Selfish APIs

Photo by Uncle Bartelby
Photo by Uncle Bartelby

Adina Levin wrote earlier this month (Twitter, Facebook, and the unselfish API about the differences between Twitter and Facebook not in terms of how they treat their users but in terms of how they treat external developers.

In short:

Twitter’s API is unselfish. Using the straightforward REST API, developers can and do write clients, search tools, mapping tools, recommendation tools, analytics, personal organizing – a wide range of extensions. Twitter doesn’t do anything to constrain developers other than a rate limit.

Whereas:

Facebook’s API is build to serve Facebook more than developers.

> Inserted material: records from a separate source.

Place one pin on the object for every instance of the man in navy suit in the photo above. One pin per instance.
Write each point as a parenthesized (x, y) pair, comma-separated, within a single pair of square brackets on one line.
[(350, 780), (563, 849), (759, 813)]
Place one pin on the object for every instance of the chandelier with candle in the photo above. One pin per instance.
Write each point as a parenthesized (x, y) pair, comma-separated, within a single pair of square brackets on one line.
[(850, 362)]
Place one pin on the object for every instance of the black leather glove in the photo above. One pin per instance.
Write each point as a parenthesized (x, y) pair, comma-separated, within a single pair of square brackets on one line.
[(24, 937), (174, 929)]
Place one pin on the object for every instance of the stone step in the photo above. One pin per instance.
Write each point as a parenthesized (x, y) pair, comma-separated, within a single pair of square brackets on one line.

She goes on to discuss the shift towards Facebook Connect, away from the emphasis on the application platform, but notes that even then:

The problem is that when sites use Facebook Connect, they have minimal connection to their user base. An an application or community site wants to create the policies whereby the site communicates to the community, and the community talks to each other. With Facebook Connect, those rules belong to FaceBook. . . . With FB Connect, all your member database are belong to them.

One could argue, of course, that it isn’t a fair comparison. Twitter’s platform is more narrow than Facebook’s, with a much simpler privacy model (protected or not, versus groups, networks, friends, and per-application settings), and much less potential for exposure (photos, videos, and detailed personal info being in Facebook’s direct control versus external services like TwitPic). Facebook would argue, I imagine, that they’re trying to create a high standard for privacy for their users, rather than allow every third party app to set it’s own rules, and that this requires them to maintain more control.

Still, I can’t help but feel that the “Open API” approach – impose as few controls as necessary – is ultimately more web-native and will succeed, while the “Controlled API” approach – only release the functionality absolutely necessary and control use with strict Terms of Service (ever read the FB Connect terms?) – calls to mind the old days of walled gardens like Compuserve, Prodigy, and AOL, before they joined the real web.